See comment and question below.
Tom Mohaupt wrote:
> Let's look at radon. Someone says that radon causes lung cancer and we have
> to mitigate it. Mitigation will save tens of thousands of lives. Great! How
> many of you have seen a plan for a scientifically valid follow-up of
> whether those tens of thousands of lives are actually saved? I don't think
> there is a plan. That's a problem.
Only too true. I have, for decades, asked everyone I could think of to come up with a
method of measuring the benefit(s) of radiation safety measures implemented at
facilities at which I worked. No one could. So we kept on spending money without any
way to tell if the money we spent was buying us any real increase in safety and
health. That doesn't seem too rational, especially for private companies that need to
tell their stockholders how well the bottom line is growing, when it isn't, or isn't
as fast as the stockholders would like it to. The US government is the worst offender
in this area. It spends billions with no way to measure the benefits (if any).
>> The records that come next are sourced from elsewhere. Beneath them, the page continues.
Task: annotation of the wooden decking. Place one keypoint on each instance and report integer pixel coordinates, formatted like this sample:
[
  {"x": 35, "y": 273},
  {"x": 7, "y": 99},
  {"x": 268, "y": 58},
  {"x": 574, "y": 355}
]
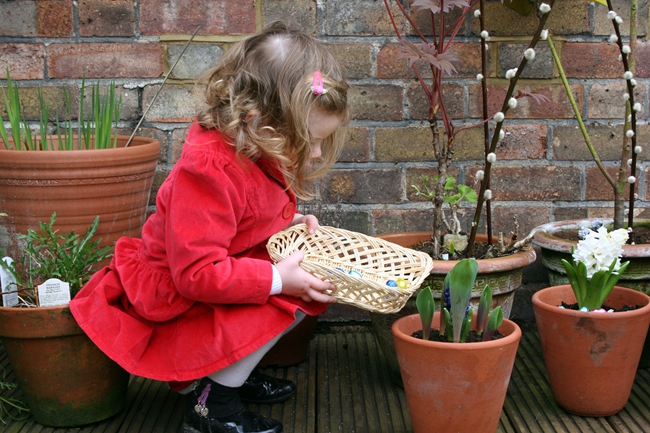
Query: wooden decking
[{"x": 344, "y": 387}]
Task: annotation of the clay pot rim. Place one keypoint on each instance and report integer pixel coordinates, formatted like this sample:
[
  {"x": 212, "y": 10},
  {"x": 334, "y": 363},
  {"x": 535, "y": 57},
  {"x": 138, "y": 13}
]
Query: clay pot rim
[
  {"x": 511, "y": 338},
  {"x": 544, "y": 237},
  {"x": 537, "y": 302},
  {"x": 516, "y": 260}
]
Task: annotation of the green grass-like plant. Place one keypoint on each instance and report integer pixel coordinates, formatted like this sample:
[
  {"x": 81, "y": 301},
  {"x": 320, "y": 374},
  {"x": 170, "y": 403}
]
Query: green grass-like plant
[{"x": 93, "y": 132}]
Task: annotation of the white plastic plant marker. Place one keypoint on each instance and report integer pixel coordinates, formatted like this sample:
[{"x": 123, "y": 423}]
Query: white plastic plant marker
[
  {"x": 8, "y": 284},
  {"x": 53, "y": 292}
]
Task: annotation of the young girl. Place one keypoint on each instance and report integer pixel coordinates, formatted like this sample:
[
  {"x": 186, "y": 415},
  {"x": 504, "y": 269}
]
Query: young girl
[{"x": 196, "y": 301}]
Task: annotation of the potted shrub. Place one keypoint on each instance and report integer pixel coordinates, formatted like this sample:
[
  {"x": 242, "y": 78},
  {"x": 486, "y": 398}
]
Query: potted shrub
[
  {"x": 452, "y": 384},
  {"x": 64, "y": 378},
  {"x": 592, "y": 331},
  {"x": 501, "y": 260},
  {"x": 78, "y": 172}
]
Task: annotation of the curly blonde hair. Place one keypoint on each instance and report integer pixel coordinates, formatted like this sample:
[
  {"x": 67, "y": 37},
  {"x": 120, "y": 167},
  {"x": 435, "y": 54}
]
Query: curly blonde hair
[{"x": 271, "y": 73}]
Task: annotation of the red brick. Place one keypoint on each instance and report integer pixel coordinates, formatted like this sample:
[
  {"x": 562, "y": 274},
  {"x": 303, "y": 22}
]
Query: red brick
[
  {"x": 54, "y": 19},
  {"x": 370, "y": 186},
  {"x": 383, "y": 102},
  {"x": 523, "y": 141},
  {"x": 106, "y": 18},
  {"x": 523, "y": 183},
  {"x": 26, "y": 61},
  {"x": 591, "y": 60},
  {"x": 559, "y": 106},
  {"x": 453, "y": 96},
  {"x": 597, "y": 186},
  {"x": 105, "y": 60},
  {"x": 215, "y": 17}
]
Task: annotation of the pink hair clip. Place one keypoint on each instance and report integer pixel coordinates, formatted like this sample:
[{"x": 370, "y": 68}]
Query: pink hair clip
[{"x": 317, "y": 84}]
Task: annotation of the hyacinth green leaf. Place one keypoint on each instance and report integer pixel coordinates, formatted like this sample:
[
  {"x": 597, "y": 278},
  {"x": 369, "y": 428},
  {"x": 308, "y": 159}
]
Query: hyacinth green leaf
[
  {"x": 460, "y": 281},
  {"x": 524, "y": 7},
  {"x": 426, "y": 306},
  {"x": 484, "y": 305},
  {"x": 494, "y": 321},
  {"x": 612, "y": 279},
  {"x": 467, "y": 326}
]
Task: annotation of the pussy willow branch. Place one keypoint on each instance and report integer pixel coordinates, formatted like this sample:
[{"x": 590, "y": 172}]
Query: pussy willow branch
[{"x": 497, "y": 130}]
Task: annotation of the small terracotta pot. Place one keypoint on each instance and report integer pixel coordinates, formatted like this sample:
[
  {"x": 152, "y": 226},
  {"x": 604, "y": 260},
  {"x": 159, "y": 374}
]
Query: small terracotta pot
[
  {"x": 65, "y": 379},
  {"x": 454, "y": 387},
  {"x": 503, "y": 275},
  {"x": 591, "y": 358}
]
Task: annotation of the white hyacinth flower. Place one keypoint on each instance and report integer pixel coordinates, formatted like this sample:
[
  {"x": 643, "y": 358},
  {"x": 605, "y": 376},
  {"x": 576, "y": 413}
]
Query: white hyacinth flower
[
  {"x": 600, "y": 249},
  {"x": 529, "y": 54},
  {"x": 510, "y": 73}
]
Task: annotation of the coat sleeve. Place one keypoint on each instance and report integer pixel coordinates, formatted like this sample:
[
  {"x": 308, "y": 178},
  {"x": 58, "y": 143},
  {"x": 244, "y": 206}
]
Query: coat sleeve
[{"x": 205, "y": 207}]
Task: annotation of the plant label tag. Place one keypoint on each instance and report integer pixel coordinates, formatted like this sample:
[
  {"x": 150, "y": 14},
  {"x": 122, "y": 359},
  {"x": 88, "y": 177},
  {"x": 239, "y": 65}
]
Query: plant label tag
[
  {"x": 53, "y": 292},
  {"x": 8, "y": 285}
]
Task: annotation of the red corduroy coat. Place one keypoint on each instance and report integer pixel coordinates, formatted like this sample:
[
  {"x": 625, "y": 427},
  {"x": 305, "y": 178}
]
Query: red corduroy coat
[{"x": 192, "y": 295}]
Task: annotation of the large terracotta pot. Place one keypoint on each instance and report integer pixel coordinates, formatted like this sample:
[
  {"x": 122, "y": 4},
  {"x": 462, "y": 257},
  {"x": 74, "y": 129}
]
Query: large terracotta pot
[
  {"x": 591, "y": 358},
  {"x": 64, "y": 378},
  {"x": 78, "y": 185},
  {"x": 454, "y": 387},
  {"x": 554, "y": 249},
  {"x": 502, "y": 274}
]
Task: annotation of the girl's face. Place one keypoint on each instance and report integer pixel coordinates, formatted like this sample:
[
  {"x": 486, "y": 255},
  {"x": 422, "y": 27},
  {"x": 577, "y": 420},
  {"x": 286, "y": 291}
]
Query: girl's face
[{"x": 320, "y": 125}]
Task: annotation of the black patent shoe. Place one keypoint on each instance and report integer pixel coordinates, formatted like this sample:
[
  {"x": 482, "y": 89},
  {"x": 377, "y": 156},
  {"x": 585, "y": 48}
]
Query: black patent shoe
[
  {"x": 262, "y": 389},
  {"x": 204, "y": 415},
  {"x": 243, "y": 421}
]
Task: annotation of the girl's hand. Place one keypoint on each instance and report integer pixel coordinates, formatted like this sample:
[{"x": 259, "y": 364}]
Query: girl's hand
[
  {"x": 301, "y": 284},
  {"x": 310, "y": 220}
]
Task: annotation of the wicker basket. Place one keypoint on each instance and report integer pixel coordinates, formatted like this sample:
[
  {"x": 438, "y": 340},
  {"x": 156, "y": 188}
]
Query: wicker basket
[{"x": 331, "y": 254}]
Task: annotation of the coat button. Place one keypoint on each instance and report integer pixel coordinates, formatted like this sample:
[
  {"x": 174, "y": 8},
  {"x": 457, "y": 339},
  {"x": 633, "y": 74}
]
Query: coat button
[{"x": 288, "y": 210}]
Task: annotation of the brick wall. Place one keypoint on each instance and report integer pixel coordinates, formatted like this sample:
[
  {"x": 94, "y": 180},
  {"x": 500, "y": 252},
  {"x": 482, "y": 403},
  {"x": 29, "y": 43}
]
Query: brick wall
[{"x": 544, "y": 171}]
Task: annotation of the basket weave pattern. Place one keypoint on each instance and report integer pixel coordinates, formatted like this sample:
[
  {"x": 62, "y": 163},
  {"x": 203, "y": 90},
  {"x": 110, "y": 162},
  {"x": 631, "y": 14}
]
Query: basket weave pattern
[{"x": 330, "y": 254}]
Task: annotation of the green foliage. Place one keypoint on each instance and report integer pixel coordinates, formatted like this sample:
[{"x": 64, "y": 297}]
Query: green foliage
[
  {"x": 592, "y": 293},
  {"x": 95, "y": 132},
  {"x": 47, "y": 254}
]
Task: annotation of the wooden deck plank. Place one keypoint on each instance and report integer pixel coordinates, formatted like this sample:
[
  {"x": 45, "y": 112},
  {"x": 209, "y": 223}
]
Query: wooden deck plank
[{"x": 344, "y": 387}]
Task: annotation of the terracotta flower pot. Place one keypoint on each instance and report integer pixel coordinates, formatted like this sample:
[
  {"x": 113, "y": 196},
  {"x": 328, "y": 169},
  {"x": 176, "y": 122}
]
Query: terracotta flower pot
[
  {"x": 554, "y": 249},
  {"x": 502, "y": 274},
  {"x": 78, "y": 185},
  {"x": 65, "y": 379},
  {"x": 454, "y": 387},
  {"x": 591, "y": 358}
]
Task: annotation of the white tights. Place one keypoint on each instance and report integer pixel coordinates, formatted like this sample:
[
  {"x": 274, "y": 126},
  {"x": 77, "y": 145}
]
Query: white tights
[{"x": 236, "y": 374}]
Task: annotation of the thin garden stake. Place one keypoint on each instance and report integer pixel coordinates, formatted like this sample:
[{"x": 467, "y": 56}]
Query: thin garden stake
[{"x": 161, "y": 86}]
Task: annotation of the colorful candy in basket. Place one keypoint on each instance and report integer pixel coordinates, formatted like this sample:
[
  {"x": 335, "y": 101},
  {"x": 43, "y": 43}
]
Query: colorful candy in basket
[{"x": 368, "y": 272}]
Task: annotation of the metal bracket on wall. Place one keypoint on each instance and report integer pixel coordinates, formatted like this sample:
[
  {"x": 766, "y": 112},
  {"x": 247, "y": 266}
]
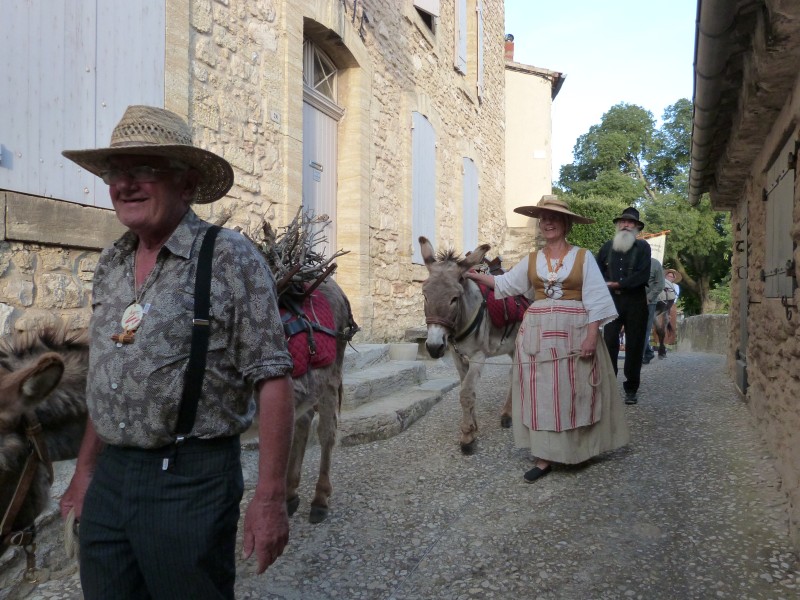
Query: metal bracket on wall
[{"x": 787, "y": 307}]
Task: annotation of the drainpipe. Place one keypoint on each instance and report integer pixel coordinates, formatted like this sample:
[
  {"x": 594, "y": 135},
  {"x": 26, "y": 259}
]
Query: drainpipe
[{"x": 714, "y": 26}]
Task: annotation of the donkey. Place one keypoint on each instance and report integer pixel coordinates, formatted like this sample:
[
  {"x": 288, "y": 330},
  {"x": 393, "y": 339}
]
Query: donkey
[
  {"x": 42, "y": 419},
  {"x": 320, "y": 389},
  {"x": 661, "y": 322},
  {"x": 454, "y": 311},
  {"x": 43, "y": 379}
]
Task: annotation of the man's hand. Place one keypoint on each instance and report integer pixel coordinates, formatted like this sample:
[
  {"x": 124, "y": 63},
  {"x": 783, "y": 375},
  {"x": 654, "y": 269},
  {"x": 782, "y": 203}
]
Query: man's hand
[
  {"x": 75, "y": 493},
  {"x": 266, "y": 530}
]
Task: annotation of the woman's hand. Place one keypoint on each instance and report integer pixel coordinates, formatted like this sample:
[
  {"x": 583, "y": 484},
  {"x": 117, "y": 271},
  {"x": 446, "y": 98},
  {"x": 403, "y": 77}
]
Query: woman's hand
[
  {"x": 589, "y": 345},
  {"x": 482, "y": 278}
]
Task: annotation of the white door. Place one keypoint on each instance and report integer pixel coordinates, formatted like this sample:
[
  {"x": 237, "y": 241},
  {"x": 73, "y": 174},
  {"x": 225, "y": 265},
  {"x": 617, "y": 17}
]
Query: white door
[
  {"x": 321, "y": 117},
  {"x": 319, "y": 170}
]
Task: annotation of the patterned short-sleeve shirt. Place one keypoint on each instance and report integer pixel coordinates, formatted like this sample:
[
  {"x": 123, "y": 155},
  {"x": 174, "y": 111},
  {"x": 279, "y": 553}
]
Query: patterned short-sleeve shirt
[{"x": 134, "y": 390}]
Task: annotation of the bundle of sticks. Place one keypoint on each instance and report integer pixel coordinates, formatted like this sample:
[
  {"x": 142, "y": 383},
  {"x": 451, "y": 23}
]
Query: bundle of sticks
[{"x": 293, "y": 255}]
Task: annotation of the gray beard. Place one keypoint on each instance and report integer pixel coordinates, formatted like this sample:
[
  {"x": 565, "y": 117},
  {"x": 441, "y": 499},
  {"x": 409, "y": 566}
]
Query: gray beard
[{"x": 623, "y": 241}]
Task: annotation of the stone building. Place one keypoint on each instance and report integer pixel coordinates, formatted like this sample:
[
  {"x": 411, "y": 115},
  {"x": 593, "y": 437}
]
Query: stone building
[
  {"x": 745, "y": 140},
  {"x": 388, "y": 116},
  {"x": 530, "y": 92}
]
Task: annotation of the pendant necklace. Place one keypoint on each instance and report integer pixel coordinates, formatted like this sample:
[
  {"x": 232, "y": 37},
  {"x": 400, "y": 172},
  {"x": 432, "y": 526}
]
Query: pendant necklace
[
  {"x": 134, "y": 314},
  {"x": 552, "y": 272}
]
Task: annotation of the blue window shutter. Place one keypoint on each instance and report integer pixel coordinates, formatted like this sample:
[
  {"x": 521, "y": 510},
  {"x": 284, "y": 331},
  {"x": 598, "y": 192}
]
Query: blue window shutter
[
  {"x": 470, "y": 206},
  {"x": 461, "y": 36}
]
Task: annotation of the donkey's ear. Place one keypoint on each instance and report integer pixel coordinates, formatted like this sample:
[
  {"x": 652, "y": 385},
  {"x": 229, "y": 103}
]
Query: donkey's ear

> Most of us in the radiation safety
> business check to see if our corrective actions are effective. Here's a
> multi-billion dollar program that has no check for effectiveness. If
> smoking goes up, lung cancers go up. If smoking goes down, lung cancers
> decline also. The effect of radon is either too small or inconsequential.
> But thousands of theoretical lives were saved.
And that's the problem. The LNTH only predicts theoretical lives, not real lives.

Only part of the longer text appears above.